About

 

Growing up in rural North Carolina, my artwork has always drawn inspiration from my surroundings. My early work captured photographic abstractions of nature—isolated miniature landscapes that are both familiar yet unplaceable. These abstractions highlight nature’s transient state, investigating how features of the landscape define and even mimic one another.

 

Over time, my work has evolved to look critically at how nature intersects with the manmade, both imitating and eluding one another. As the Charlotte suburbs expanded towards my hometown, I witnessed the transformation of a once-familiar landscape as it was reshaped to accommodate the growing population. Bearing witness to the ways that urbanization reinvented the surrounding landscape, I became more aware of how modernity defines the environment and our movement within it.

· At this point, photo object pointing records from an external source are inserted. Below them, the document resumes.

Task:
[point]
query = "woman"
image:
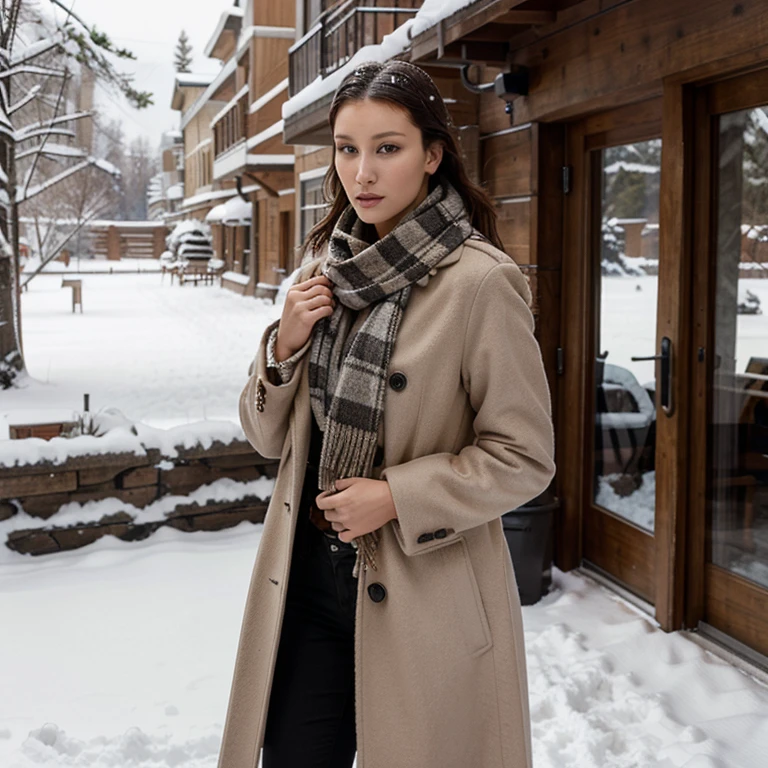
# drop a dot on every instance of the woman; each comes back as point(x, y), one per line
point(404, 392)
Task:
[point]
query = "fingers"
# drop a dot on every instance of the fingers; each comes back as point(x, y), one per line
point(319, 280)
point(313, 290)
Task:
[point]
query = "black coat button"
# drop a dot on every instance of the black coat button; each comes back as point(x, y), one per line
point(377, 592)
point(398, 381)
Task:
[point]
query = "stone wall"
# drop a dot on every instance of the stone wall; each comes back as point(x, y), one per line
point(40, 490)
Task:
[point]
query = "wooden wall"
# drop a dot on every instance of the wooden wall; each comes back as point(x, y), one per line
point(269, 64)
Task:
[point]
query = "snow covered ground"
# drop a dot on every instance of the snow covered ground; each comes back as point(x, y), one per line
point(121, 654)
point(161, 354)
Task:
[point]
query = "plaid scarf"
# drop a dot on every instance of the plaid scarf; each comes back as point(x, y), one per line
point(348, 376)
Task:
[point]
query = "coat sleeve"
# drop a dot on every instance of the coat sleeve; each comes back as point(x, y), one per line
point(511, 459)
point(266, 401)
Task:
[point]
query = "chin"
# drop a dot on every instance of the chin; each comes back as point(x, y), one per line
point(372, 215)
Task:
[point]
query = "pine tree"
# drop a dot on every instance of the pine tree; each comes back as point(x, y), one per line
point(183, 57)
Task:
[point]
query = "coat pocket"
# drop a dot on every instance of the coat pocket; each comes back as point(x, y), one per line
point(471, 619)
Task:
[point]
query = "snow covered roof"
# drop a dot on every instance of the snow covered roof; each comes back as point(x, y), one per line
point(231, 19)
point(392, 45)
point(225, 72)
point(206, 197)
point(237, 212)
point(175, 192)
point(216, 214)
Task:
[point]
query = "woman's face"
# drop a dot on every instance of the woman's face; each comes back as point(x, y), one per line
point(381, 161)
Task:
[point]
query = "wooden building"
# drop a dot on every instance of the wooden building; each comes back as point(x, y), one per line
point(248, 151)
point(625, 143)
point(238, 174)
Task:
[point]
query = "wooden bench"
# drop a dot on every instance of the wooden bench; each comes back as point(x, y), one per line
point(77, 292)
point(196, 272)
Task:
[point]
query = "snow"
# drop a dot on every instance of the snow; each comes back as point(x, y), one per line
point(268, 96)
point(175, 192)
point(182, 356)
point(390, 46)
point(90, 512)
point(185, 79)
point(104, 165)
point(226, 71)
point(236, 277)
point(273, 130)
point(237, 212)
point(122, 654)
point(216, 214)
point(78, 266)
point(434, 11)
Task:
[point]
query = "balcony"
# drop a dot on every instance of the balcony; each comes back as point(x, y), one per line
point(230, 126)
point(341, 31)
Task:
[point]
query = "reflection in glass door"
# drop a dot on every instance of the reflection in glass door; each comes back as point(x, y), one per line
point(626, 304)
point(738, 456)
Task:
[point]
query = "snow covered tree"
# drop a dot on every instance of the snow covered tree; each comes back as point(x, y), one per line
point(40, 54)
point(183, 57)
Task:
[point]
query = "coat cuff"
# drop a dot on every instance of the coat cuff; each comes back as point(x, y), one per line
point(285, 368)
point(415, 531)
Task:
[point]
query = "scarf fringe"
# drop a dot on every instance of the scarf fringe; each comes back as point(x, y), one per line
point(353, 371)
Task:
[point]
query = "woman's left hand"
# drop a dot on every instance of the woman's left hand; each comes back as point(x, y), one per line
point(361, 505)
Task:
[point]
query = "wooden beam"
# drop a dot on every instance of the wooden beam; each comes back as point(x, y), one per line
point(492, 33)
point(672, 465)
point(272, 181)
point(526, 18)
point(598, 59)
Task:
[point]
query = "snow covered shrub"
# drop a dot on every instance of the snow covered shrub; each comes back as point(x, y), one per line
point(190, 239)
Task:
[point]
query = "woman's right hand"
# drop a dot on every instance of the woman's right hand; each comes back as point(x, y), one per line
point(305, 304)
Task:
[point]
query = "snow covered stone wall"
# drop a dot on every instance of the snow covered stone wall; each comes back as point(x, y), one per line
point(49, 507)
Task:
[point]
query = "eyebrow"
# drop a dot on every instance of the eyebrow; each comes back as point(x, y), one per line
point(377, 136)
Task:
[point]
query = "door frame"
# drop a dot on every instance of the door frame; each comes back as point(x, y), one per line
point(662, 572)
point(732, 604)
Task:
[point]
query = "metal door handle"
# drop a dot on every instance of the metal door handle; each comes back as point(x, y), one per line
point(666, 373)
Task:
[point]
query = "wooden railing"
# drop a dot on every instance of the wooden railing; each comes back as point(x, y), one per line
point(231, 127)
point(340, 32)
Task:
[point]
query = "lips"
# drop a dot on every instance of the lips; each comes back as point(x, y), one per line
point(368, 201)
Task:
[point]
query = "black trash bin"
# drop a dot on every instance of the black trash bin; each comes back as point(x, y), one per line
point(528, 531)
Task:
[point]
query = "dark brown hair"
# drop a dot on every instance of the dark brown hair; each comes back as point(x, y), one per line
point(410, 88)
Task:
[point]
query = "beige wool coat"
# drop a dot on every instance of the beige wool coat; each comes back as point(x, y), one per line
point(440, 673)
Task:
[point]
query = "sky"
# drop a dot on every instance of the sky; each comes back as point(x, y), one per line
point(150, 28)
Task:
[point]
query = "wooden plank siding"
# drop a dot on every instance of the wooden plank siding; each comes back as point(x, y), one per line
point(622, 54)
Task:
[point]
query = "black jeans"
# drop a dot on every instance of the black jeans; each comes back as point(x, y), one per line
point(311, 718)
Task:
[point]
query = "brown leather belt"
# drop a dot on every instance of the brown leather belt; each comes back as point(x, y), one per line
point(317, 517)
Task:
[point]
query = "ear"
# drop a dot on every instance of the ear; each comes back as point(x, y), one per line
point(434, 157)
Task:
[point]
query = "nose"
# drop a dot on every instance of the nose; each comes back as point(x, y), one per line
point(366, 172)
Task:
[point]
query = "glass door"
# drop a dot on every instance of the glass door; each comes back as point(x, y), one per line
point(732, 360)
point(612, 246)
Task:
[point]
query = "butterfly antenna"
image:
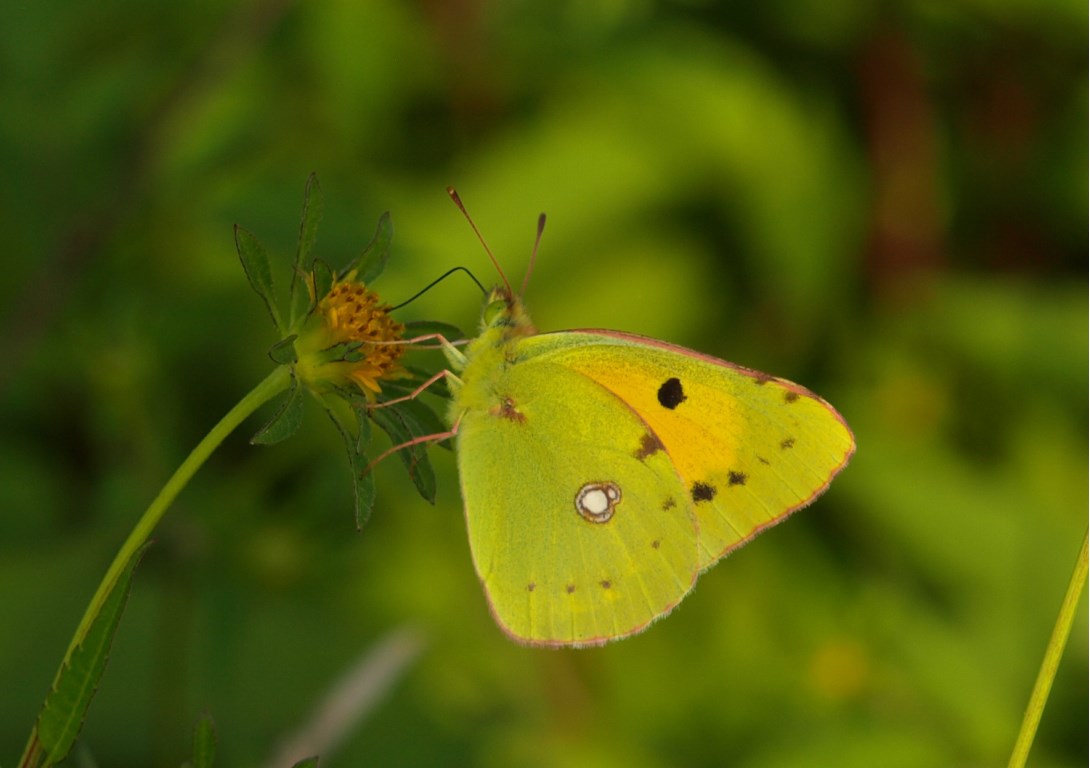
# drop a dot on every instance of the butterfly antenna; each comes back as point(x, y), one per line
point(533, 255)
point(458, 202)
point(436, 282)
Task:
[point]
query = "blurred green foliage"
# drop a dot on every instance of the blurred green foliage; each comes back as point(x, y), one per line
point(884, 202)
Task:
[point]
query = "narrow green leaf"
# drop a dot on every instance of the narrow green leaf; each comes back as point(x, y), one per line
point(286, 422)
point(204, 743)
point(372, 261)
point(255, 261)
point(404, 423)
point(419, 328)
point(313, 205)
point(65, 707)
point(323, 281)
point(283, 351)
point(356, 436)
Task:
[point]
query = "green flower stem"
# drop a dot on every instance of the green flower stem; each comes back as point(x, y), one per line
point(1051, 661)
point(274, 384)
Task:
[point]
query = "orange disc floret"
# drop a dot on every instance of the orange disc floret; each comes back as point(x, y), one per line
point(353, 316)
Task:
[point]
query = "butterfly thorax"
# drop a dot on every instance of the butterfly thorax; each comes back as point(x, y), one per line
point(504, 321)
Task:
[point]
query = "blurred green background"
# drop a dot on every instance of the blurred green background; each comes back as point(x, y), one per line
point(884, 202)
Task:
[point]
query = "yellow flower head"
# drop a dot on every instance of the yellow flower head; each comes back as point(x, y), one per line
point(343, 349)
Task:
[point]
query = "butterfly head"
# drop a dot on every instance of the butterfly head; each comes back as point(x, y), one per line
point(505, 313)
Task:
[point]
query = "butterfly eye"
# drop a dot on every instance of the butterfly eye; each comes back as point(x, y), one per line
point(493, 311)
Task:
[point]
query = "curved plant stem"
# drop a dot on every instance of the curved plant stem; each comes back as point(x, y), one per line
point(1051, 661)
point(273, 385)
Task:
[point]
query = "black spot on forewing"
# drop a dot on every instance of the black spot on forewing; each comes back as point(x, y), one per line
point(649, 446)
point(702, 491)
point(670, 394)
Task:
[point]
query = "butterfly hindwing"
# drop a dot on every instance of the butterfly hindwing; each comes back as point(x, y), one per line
point(578, 521)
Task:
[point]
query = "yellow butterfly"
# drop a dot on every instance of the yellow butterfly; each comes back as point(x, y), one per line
point(602, 472)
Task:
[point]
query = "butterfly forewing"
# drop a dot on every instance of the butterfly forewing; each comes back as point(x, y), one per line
point(749, 448)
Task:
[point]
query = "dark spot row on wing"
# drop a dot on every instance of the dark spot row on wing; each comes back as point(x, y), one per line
point(570, 587)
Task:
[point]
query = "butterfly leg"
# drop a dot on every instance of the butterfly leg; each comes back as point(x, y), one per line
point(438, 437)
point(415, 393)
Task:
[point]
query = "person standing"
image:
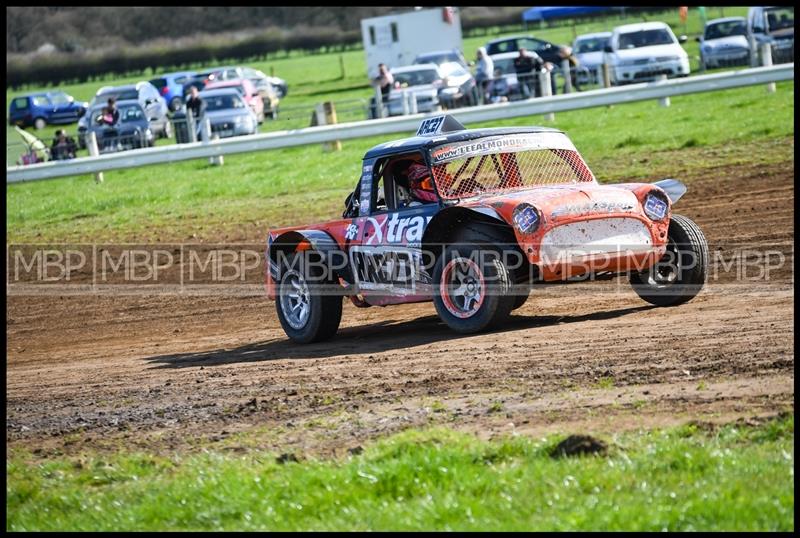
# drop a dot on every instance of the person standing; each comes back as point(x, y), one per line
point(110, 114)
point(197, 106)
point(484, 72)
point(384, 81)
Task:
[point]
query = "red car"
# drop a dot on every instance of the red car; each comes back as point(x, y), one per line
point(472, 219)
point(249, 93)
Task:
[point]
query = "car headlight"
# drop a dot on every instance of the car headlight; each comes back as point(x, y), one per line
point(655, 206)
point(526, 218)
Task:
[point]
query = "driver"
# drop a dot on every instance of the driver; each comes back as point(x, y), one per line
point(421, 183)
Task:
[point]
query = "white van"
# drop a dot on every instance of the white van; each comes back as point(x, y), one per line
point(640, 52)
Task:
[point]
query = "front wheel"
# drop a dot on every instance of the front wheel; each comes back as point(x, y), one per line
point(471, 289)
point(680, 274)
point(305, 312)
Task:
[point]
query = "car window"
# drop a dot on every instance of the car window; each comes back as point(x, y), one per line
point(41, 100)
point(416, 78)
point(59, 98)
point(223, 102)
point(779, 18)
point(645, 38)
point(724, 29)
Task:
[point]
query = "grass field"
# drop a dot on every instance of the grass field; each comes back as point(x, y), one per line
point(736, 478)
point(342, 77)
point(256, 191)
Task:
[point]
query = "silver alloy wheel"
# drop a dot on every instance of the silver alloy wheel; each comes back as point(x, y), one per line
point(463, 294)
point(295, 300)
point(663, 275)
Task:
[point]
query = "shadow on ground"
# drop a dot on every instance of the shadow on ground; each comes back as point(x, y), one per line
point(385, 335)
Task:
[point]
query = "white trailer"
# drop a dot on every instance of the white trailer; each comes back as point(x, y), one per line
point(397, 39)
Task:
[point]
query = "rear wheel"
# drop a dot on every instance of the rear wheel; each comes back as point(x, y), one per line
point(471, 288)
point(680, 274)
point(305, 312)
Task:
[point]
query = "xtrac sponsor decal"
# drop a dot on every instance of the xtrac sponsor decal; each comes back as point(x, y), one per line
point(390, 270)
point(602, 206)
point(395, 229)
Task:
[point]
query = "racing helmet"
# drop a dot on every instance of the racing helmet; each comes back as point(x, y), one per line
point(421, 183)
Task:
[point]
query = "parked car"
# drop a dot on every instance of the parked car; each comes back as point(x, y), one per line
point(43, 108)
point(773, 25)
point(440, 57)
point(132, 131)
point(547, 50)
point(248, 92)
point(170, 85)
point(724, 43)
point(588, 49)
point(504, 86)
point(640, 52)
point(154, 106)
point(228, 112)
point(448, 85)
point(258, 78)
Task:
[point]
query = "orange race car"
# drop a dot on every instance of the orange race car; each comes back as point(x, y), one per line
point(472, 219)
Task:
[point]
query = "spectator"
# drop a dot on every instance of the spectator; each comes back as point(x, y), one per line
point(197, 106)
point(527, 65)
point(484, 73)
point(111, 112)
point(64, 147)
point(565, 53)
point(385, 81)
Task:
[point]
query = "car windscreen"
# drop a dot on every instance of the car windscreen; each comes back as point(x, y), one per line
point(223, 102)
point(645, 38)
point(725, 29)
point(779, 18)
point(590, 44)
point(505, 66)
point(416, 78)
point(503, 163)
point(128, 113)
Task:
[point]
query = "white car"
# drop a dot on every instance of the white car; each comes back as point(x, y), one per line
point(724, 43)
point(640, 52)
point(588, 48)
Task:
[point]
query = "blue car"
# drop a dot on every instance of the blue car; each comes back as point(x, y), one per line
point(43, 108)
point(170, 86)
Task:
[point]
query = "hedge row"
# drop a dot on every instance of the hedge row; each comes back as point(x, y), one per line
point(66, 68)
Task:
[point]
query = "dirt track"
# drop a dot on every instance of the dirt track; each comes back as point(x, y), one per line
point(161, 372)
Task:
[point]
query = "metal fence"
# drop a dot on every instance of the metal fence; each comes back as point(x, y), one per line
point(547, 106)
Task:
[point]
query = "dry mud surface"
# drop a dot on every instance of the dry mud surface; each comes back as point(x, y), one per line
point(175, 372)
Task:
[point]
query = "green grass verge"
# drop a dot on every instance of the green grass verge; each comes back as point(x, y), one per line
point(253, 192)
point(735, 478)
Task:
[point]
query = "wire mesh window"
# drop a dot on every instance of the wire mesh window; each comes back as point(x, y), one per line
point(493, 172)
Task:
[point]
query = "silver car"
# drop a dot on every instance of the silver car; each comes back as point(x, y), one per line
point(229, 114)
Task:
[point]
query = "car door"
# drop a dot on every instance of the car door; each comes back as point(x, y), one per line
point(385, 252)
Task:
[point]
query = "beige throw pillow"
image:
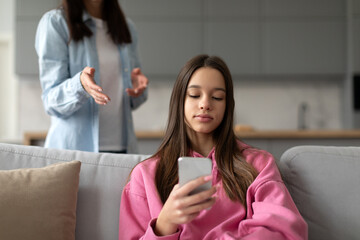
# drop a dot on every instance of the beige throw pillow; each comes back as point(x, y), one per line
point(39, 203)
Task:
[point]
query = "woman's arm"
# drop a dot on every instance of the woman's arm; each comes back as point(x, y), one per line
point(62, 94)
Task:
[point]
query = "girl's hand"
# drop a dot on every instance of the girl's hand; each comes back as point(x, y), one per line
point(180, 208)
point(139, 82)
point(88, 83)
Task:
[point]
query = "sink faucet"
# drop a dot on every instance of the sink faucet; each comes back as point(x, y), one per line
point(302, 116)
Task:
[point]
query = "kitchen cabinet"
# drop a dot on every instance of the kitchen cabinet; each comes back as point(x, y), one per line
point(255, 37)
point(28, 14)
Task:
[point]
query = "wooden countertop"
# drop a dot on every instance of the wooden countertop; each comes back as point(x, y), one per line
point(275, 134)
point(242, 134)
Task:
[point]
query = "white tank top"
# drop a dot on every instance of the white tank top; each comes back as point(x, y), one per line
point(110, 115)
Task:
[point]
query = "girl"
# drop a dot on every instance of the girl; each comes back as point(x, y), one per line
point(248, 199)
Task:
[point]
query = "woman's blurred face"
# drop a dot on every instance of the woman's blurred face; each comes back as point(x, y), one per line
point(205, 100)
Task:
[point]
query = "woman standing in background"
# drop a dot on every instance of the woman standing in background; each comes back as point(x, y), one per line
point(90, 76)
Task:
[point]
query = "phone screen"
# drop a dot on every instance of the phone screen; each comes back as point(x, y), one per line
point(191, 168)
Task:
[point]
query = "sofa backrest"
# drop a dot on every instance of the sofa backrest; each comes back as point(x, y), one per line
point(325, 185)
point(102, 178)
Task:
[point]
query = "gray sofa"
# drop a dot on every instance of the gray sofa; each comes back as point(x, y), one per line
point(324, 182)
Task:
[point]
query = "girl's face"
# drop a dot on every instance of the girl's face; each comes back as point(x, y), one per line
point(205, 101)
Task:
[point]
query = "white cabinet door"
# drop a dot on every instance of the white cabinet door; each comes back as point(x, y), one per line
point(304, 47)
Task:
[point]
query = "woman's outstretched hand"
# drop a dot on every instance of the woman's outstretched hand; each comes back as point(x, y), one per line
point(180, 208)
point(139, 82)
point(95, 91)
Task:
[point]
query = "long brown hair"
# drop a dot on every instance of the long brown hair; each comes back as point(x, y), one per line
point(111, 13)
point(235, 172)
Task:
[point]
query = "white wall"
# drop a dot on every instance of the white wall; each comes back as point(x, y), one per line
point(264, 102)
point(8, 82)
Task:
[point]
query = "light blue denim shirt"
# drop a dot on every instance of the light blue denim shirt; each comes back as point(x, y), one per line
point(74, 113)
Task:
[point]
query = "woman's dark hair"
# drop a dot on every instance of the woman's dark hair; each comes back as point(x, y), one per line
point(111, 13)
point(235, 172)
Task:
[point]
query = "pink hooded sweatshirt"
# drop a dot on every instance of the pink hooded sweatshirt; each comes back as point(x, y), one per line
point(271, 213)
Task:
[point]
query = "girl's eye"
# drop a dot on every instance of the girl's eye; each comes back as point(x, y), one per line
point(218, 98)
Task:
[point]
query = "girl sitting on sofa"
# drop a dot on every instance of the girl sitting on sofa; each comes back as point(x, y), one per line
point(247, 200)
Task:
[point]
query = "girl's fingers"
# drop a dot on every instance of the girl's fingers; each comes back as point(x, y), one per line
point(190, 186)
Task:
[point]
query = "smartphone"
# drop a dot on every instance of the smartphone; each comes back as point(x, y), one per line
point(191, 168)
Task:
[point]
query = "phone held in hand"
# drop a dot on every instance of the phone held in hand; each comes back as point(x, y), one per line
point(191, 168)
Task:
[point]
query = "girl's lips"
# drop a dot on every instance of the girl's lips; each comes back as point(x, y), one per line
point(203, 117)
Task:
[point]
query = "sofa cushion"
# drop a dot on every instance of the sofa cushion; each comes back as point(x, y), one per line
point(39, 203)
point(102, 178)
point(324, 183)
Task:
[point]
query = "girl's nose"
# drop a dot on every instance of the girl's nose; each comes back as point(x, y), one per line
point(205, 104)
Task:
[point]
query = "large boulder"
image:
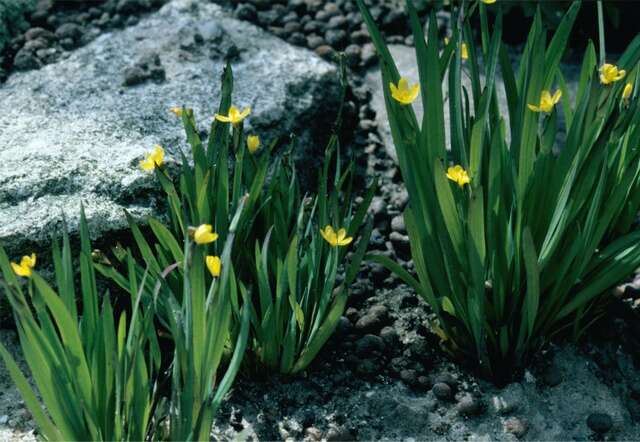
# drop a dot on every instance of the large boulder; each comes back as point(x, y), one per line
point(73, 132)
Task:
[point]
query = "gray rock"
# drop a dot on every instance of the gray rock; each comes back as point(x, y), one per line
point(71, 134)
point(25, 59)
point(12, 19)
point(35, 33)
point(69, 30)
point(405, 59)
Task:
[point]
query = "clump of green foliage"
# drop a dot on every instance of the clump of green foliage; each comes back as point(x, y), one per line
point(101, 381)
point(291, 274)
point(517, 230)
point(97, 373)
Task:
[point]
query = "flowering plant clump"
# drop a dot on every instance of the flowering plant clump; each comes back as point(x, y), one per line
point(96, 374)
point(514, 235)
point(280, 247)
point(298, 300)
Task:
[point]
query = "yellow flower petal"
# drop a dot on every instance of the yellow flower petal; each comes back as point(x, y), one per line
point(214, 264)
point(222, 118)
point(25, 268)
point(403, 93)
point(329, 235)
point(626, 92)
point(153, 159)
point(458, 175)
point(204, 235)
point(610, 73)
point(235, 116)
point(335, 239)
point(534, 108)
point(464, 52)
point(253, 143)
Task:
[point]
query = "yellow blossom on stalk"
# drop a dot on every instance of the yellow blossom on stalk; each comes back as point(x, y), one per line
point(253, 143)
point(204, 235)
point(235, 116)
point(176, 110)
point(610, 73)
point(546, 101)
point(464, 50)
point(403, 93)
point(25, 268)
point(214, 265)
point(626, 92)
point(459, 175)
point(153, 159)
point(335, 239)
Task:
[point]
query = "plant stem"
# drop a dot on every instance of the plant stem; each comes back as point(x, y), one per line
point(603, 56)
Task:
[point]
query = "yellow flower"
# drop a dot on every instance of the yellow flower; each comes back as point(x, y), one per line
point(176, 110)
point(204, 235)
point(253, 143)
point(546, 101)
point(459, 175)
point(25, 268)
point(626, 92)
point(214, 265)
point(235, 116)
point(464, 50)
point(610, 73)
point(335, 239)
point(403, 93)
point(153, 159)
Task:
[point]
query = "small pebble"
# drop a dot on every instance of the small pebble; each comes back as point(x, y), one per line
point(468, 406)
point(442, 391)
point(599, 422)
point(516, 426)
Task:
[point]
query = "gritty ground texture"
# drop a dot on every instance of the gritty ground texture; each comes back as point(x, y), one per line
point(382, 375)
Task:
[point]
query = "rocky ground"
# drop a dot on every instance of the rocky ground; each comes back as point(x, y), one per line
point(382, 376)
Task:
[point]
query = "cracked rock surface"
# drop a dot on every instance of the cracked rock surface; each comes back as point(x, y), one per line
point(73, 132)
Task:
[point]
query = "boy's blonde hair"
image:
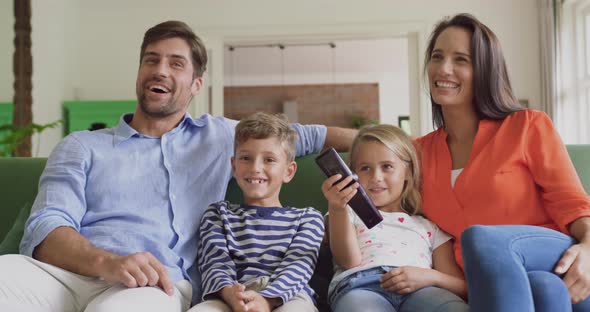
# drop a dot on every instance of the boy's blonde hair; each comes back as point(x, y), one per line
point(400, 143)
point(263, 126)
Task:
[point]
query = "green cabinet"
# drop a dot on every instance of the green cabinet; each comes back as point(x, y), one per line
point(6, 109)
point(80, 115)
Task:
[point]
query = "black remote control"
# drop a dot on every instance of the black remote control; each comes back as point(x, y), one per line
point(331, 163)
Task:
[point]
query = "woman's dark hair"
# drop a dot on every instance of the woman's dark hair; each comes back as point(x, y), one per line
point(492, 92)
point(177, 29)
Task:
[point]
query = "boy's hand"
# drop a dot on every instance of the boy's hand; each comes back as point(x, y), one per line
point(235, 297)
point(336, 194)
point(406, 279)
point(257, 303)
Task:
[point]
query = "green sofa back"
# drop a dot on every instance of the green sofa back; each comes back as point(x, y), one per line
point(20, 176)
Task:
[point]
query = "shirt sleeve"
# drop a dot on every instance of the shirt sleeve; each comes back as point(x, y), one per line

New construction seems to underpin the artificial quality of manmade geographies, highlighting the incompatibility of many Western manmade designs with the natural landscape. My work draws inspiration from these contradictory qualities, often juxtaposing the aesthetics of contemporary Western architecture with the organic contours of nature.

 

My recent work engages with modernity, consumerism, neocolonialism, and capitalism, critically examining how these issues influence the environment as well as the communities that live within them. I am a multidisciplinary artist, working primarily with digital and film photography. The photographic lens is a tool of consumerism and western scientific modernity and its alleged objective reality was once a key device in the colonial agenda. By using photography as my primary medium, I seek to simultaneously acknowledge and co-opt the very forces that my work seeks to comment on.